We went to the local garden centre and bought some extra sweet peas, chard and broccoli, and a rodgersia to put by the pond. 

P and A's geranium maderense goes on giving.



Elsewhere we have orange - welsh poppies, euphorbia and calendula survivors appearing in the forget-me-nots. The yellow azalea is sending out its scent at the woodland fringe.


We have a small red rhododendron and lots of apple blossom.

Something that I realised sitting in J's garden in Scotland is how good a coffee tastes in the sunshine with spring around one. (And good company)

We have planted three whiteish alstroemerias for R and hope they do well. our own bluebells cannot match the magnificence of those in Castramon but they are thriving and the first red campion is out. Down in the meadow area we have a few plants, lots of Yellow Rattle and also plenty of Ragged Robin.

And then there is the blackbird, sigh! I jammed the nest box that fell with the tree in the storm by the beam at the front of the house - perhaps a nesting tit? No, a blackbird has built on top of it! So I mow the lawn, pull up armsful or is it armfuls of goose grass and bindweed and so on and so on. Think of all the things I have to do and go and make a cup of tea to have with a gluten free biscuit. Oh! For a custard tart. 

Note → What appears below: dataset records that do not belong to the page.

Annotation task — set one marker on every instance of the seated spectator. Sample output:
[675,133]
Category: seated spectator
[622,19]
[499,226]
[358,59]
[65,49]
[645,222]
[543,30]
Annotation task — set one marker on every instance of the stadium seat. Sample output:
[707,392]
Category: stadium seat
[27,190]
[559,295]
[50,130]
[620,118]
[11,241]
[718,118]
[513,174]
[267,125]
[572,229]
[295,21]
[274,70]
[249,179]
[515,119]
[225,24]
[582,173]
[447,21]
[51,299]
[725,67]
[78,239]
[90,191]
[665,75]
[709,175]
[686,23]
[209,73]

Saturday, 25 September 2021

PAST THE EQUINOX

Where to begin - underground?

We have toadstools in the wildflower area, I think small wax caps. We have moles everywhere and I may have to get the catcher in again if it gets out of hand. The mowing machines do not like the sudden soft soil and turf. I walk along and suddenly my foot sinks into a run and I mutter.

The garden has its plethora of disease and troubles - slugs, snails, leaves falling off the grey poplar and one or two other trees, brittle and ailing.

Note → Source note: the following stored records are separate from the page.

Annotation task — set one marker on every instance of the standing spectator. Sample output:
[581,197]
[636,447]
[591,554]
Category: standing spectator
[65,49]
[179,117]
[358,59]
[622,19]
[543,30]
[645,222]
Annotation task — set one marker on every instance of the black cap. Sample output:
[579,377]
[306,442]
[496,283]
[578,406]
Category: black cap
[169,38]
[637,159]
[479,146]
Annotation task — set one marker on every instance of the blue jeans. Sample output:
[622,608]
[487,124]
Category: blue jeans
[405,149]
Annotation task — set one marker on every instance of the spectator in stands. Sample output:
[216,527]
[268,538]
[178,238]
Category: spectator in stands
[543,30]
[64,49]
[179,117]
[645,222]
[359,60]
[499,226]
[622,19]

The azaleas have decided to be infected with mildew, turning the leaves powdery grey.

There are always dead twigs and branches on the ash trees and the thought of dieback comes to mind. Were have several large mature ash and I would hate to lose them - but it could happen.

However the white birches are looking good the older they get.

Our gardener has strimmed the top bankings and the area above the back retaining wall, also levelled the soil by the old compost heaps and heaped it there ready for toppings up beds. One day my soil depth will near that of M. Don.

Shapes and contrasts are important whether in colours, here greys and yellows, or in leaves and flowering heads elsewhere.






We have just spent three days in southern Scotland and had dry weather - home and get up this morning (Friday) and it is raining, not downpours but soft soaking mizzle. This helps the grass grow and stops me cutting it. What is it about lawns - they become an obsession even if they are 70% clover like our lawns.
So it is deadhead - especially the cosmos and dahlias - be prepared for an early frost and to get in the tender plants for the winter.

I must go out and buy some grass seed for the bare area. I must this and that - have bought some white alliums on an offer but where to put them? I have not yet potted up the old tulips and the wildflower meadow could look a little more encouraging. We have the beginnings of the turning of the leaves, especially the Virginia creeper on the shed going red.



And there are berries - the rowan are splendid at the moment and our wild barberry glorious.
I have pruned the apple tree and sown the cleared area with lawn seed and covered it with netting to keep off the birds.
We do have a few Bramleys but a poor do this year unlike the damsons that are dropping off the trees. The dark bed at the back of the house is lit up by the golden helianthus.